A intenção é boa, mas não é o que ocorre na prática. A dona de casa Silvia Stülp conta que ligou para o DMLU de Porto Alegre. Queria saber como proceder com as fraldas geriátricas usadas por sua tia. O responsável no Departamento sugeriu que fosse descartado junto ao lixo doméstico de banheiro. De acordo com ele a quantidade diária seria muito pequena – entre três a quatro fraldas – e o órgão apenas realizaria o recolhimento se tratando de uma Geriatria.
Embora o diretor do DMLU tenha recomendado a devolução para os estabelecimentos de compra, Marlise Canam, farmacêutica responsável por uma das unidades da Farmácia do Sesi na Avenida Azenha (Porto Alegre) informa que a loja não aceita a devolução por ser inviável administrativamente. "Tudo que entra e sai daqui precisa de nota fiscal. Quando devolvemos remédios vencidos, enviamos junto notas fiscais de todos eles. Isso não seria possível com medicação devolvida", disse Canam. Para ela, a melhor solução seria contatar o próprio Departamento de Limpeza Urbana ou a Secretaria de Vigilância Sanitária da cidade.
Responsabilidades e tratamentos
O jogo de empurra-empurra entre fabricantes, comerciantes e órgãos públicos contradiz a legislação nacional sobre o tema. Segundo Eduardo Medeiros, a resolução do Conselho Nacional do Meio Ambiente (CONAMA) 358/29 de abril de 2005 indica que "todo gerador é responsável pelo seu resíduo". Ele explica que o DMLU, ao encontrar "resíduos de serviço e saúde" disposto em lugares irregulares – como, por exemplo, caixas de xarope ou de comprimidos jogados em um terreno baldio – tenta primeiro descobrir o responsável pelo descarte. Caso isso não ocorra, frisa, "o laboratório será notificado e irá responder por crime ambiental".

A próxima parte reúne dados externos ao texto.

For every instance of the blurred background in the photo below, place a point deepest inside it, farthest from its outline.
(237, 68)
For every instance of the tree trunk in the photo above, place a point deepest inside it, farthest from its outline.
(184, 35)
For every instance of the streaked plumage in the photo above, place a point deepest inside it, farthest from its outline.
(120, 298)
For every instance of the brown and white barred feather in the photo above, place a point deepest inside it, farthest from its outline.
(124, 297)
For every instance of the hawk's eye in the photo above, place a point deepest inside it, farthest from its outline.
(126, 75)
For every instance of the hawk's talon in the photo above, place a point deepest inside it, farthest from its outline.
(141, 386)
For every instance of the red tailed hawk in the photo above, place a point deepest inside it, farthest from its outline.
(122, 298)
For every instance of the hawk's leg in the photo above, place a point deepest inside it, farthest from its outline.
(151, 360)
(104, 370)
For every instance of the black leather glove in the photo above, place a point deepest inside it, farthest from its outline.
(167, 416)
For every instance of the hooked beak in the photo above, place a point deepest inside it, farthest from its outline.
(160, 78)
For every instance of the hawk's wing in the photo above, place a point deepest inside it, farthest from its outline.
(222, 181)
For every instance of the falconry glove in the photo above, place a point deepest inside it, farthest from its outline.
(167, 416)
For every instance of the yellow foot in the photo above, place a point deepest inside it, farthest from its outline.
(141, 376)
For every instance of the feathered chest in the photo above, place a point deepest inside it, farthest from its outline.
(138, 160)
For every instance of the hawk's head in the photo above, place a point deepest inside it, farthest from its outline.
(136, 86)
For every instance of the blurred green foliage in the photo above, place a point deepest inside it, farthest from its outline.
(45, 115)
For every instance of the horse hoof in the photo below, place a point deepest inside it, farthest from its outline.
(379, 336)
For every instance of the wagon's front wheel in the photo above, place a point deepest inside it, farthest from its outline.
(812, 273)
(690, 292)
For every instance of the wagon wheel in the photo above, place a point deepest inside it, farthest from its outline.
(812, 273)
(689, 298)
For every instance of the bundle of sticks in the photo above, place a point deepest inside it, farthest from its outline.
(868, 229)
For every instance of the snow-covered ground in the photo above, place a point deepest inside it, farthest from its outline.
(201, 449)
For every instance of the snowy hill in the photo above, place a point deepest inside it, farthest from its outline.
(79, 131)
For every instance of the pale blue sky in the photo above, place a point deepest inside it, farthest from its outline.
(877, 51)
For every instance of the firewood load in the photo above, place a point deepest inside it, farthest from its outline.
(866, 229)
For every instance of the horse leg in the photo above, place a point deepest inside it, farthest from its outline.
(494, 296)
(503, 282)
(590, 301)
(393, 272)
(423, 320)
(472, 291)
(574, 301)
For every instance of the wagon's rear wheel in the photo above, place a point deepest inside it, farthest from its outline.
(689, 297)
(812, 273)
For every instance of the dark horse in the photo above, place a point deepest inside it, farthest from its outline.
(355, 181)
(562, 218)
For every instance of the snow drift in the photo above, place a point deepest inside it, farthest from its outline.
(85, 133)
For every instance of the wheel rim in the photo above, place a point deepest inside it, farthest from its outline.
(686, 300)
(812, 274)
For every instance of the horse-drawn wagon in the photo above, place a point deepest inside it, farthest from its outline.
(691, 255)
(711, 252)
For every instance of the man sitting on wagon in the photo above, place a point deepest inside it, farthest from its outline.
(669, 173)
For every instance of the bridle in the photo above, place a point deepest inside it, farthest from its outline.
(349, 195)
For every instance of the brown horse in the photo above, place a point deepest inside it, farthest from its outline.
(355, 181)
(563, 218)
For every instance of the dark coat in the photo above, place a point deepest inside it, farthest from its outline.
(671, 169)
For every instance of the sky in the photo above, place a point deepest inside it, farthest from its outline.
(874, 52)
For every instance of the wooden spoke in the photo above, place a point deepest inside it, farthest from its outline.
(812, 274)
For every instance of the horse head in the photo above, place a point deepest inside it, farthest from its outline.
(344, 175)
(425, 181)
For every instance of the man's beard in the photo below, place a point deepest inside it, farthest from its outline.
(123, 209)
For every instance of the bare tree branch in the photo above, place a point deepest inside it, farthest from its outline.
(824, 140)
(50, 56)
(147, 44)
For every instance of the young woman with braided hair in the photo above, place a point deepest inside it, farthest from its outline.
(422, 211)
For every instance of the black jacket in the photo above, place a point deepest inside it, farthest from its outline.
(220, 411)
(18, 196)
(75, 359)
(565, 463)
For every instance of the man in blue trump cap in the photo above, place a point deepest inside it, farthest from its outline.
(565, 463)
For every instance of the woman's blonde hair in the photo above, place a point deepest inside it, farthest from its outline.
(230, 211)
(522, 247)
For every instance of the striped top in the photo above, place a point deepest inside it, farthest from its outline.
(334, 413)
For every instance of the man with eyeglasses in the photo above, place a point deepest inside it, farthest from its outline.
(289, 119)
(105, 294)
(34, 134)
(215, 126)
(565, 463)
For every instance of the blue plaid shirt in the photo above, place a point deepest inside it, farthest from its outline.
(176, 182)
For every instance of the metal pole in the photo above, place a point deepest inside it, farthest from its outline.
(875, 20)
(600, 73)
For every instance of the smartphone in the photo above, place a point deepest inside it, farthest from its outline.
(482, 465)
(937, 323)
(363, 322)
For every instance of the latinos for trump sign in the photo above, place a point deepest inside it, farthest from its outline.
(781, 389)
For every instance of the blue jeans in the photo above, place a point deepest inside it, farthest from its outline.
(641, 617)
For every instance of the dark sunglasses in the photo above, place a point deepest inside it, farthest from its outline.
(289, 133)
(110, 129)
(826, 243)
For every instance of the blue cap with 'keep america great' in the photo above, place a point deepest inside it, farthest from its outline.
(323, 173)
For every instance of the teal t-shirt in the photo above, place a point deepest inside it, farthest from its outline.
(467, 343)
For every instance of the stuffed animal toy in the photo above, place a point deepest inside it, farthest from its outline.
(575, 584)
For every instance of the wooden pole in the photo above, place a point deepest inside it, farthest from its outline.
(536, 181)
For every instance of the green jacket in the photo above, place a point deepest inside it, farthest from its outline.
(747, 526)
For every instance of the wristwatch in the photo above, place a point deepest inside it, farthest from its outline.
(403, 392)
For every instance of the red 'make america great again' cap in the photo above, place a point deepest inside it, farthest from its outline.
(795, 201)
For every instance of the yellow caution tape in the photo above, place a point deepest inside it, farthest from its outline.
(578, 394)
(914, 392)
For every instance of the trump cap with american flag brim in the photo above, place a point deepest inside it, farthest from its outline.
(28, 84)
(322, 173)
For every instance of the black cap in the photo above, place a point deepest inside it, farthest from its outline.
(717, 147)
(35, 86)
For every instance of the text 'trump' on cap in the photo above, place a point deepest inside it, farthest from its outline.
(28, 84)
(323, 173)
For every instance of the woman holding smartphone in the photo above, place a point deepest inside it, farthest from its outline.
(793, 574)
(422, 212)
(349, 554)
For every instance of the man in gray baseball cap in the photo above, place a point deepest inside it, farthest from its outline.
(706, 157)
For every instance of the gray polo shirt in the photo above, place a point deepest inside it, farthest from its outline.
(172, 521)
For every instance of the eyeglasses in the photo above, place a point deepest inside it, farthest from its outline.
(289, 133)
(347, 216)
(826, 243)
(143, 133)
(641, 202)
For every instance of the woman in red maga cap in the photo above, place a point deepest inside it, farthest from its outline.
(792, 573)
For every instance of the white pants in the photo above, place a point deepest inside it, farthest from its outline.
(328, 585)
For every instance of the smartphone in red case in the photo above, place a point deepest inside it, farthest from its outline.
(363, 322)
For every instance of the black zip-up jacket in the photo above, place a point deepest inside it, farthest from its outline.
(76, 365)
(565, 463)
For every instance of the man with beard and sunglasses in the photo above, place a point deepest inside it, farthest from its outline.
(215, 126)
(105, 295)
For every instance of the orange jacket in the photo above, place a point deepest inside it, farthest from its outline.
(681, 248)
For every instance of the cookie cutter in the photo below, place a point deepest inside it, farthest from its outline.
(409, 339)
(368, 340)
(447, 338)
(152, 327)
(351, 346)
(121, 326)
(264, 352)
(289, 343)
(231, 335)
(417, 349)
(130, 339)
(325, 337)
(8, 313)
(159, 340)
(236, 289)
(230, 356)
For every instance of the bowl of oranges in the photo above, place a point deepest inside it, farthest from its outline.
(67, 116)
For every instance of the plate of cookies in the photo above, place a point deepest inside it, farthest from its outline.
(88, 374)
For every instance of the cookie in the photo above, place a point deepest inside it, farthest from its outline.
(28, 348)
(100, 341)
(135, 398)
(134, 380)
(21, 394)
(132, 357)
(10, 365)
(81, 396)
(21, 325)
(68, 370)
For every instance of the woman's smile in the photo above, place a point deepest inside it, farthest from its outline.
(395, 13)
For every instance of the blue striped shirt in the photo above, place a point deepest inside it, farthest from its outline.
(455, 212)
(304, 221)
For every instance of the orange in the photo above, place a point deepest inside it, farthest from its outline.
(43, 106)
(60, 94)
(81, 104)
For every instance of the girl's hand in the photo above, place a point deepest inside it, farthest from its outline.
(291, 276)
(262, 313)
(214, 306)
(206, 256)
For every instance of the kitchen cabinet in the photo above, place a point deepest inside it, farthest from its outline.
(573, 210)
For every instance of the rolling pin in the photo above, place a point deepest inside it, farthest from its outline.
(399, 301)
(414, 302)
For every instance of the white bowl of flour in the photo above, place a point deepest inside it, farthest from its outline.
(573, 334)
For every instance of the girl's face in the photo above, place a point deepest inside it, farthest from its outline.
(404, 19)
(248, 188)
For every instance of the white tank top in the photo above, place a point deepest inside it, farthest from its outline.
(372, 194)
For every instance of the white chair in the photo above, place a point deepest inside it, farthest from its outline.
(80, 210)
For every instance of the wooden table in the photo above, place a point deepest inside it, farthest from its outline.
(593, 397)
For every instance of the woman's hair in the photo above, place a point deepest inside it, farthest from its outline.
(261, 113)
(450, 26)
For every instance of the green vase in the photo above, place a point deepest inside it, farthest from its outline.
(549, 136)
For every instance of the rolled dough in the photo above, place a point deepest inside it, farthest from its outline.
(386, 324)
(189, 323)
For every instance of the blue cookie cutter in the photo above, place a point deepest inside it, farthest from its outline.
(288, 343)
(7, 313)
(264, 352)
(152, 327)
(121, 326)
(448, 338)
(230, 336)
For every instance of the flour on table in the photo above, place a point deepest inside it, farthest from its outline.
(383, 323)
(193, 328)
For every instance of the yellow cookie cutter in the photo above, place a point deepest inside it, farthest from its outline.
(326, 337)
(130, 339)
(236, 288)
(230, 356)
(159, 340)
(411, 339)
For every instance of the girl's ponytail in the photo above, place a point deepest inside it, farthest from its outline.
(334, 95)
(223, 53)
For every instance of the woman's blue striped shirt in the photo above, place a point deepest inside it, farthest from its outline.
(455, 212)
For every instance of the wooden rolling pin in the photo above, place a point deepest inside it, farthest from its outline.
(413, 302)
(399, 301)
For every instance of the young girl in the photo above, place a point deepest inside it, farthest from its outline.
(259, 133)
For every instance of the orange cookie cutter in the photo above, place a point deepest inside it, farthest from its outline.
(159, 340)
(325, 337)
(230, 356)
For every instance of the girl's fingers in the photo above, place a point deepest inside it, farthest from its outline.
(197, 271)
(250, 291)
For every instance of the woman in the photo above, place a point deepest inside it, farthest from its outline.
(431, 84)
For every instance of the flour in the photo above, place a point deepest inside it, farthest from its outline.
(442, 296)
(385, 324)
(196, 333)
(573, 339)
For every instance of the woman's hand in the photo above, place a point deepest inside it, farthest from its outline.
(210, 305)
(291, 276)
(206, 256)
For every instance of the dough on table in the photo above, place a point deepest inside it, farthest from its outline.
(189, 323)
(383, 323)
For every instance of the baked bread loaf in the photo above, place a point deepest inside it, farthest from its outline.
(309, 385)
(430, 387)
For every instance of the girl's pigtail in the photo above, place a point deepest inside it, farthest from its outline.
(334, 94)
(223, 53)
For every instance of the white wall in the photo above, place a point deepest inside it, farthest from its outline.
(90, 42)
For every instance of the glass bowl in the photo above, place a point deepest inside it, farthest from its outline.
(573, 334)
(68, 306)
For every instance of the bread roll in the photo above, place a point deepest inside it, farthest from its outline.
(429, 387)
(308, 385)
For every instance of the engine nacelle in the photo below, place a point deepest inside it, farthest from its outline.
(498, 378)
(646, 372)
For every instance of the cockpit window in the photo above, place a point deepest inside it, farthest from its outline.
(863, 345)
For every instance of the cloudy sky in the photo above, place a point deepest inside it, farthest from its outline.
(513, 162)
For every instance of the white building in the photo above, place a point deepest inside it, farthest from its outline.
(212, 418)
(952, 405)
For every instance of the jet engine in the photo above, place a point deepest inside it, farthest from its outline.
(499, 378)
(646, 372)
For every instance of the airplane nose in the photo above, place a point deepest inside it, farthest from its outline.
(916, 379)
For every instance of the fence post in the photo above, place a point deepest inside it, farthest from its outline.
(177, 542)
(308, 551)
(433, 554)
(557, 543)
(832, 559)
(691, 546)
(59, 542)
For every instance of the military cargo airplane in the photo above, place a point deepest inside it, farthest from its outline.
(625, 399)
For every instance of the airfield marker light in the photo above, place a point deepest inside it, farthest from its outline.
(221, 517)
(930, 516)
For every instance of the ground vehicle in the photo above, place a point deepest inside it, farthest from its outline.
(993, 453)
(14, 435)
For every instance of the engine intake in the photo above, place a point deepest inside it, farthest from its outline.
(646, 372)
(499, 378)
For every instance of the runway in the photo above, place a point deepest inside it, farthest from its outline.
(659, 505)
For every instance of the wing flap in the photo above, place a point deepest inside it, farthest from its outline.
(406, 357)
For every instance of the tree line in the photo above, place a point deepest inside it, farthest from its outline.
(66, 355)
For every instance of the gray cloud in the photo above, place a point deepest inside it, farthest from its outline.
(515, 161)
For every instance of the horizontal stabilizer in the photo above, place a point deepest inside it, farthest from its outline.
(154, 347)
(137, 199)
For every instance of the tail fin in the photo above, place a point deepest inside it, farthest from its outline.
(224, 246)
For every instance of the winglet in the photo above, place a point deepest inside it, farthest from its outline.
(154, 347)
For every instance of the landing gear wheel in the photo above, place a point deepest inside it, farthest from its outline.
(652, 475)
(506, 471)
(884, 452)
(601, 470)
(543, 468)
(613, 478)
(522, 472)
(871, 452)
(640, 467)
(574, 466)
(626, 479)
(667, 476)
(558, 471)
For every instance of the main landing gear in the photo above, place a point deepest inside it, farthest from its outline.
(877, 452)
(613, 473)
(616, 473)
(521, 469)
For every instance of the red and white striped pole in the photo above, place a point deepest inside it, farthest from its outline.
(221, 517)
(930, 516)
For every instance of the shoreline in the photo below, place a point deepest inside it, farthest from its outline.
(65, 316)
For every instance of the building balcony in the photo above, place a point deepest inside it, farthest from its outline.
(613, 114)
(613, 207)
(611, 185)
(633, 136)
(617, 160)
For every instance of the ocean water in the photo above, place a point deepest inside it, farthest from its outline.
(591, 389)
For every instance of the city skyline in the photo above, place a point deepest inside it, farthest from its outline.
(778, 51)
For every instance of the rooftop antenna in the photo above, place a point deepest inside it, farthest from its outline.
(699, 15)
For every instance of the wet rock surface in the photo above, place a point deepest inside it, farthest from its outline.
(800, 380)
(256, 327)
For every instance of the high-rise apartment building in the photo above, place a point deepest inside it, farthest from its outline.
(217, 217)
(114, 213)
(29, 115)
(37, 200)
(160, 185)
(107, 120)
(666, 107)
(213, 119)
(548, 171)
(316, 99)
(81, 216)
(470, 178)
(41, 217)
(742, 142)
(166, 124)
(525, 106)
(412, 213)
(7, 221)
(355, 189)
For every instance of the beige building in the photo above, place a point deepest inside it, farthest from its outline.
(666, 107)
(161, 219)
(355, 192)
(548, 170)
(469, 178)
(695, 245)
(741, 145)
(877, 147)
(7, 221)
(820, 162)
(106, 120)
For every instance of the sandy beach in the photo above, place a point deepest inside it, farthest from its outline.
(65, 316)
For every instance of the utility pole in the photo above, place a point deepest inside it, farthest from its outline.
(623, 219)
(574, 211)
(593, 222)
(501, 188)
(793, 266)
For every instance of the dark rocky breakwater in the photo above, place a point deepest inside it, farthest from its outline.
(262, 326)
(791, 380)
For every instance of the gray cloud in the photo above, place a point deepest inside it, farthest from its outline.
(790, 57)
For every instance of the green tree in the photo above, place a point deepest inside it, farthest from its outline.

Além disso, os serviços de limpeza urbana não realizam trabalhos de coleta em residências. Esse serviço é restrito aos consultórios e hospitais, informa Anderson Araújo de Lima. Contatada, a Agência Nacional de Vigilância Sanitária (Anvisa) ampliou a contradição. A assessoria de imprensa do órgão informou que a Agência não responde pelo controle do lixo doméstico, apenas por resíduos utilizados em hospitais. Anderson questiona a informação. Segundo ele, muitas pessoas continuam o tratamento em seus lares, utilizando os mesmos utensílios (como seringas) e químicos dos hospitais, o que caracteriza a responsabilidade do órgão.
Em Porto Alegre, além do DMLU, empresas terceirizadas, com licenciamento da
Fundação Estadual de Proteção Ambiental (Fepam) estão aptas a recolher esses materiais químicos. A farmácia do Sesi, conforme Marlise Canan contrata os serviços da Ambientus. A empresa recolhe mensalmente os medicamentos vencidos e trata os resíduos por incineração – processo de destruição térmica realizado sob alta temperatura e utilizado para tratamento de resíduos de alta periculosidade. O mesmo tratamento é utilizado pela rede Panvel, que trabalha com a Pró Ambiente, informa Carla Sturm Trindade, farmacêutica responsável por uma das unidades da farmácia localizada na Avenida Azenha. Além dessas duas empresas, há ainda, na Grande Porto Alegre, a Aborgama do Brasil, que trata os resíduos por autoclavagem – tratamento térmico bastante utilizado no ambiente hospitalar e que consiste em manter o material contaminado a uma temperatura elevada, através do contato com vapor de água, durante um período de tempo suficiente para destruir todos os agentes patogênicos.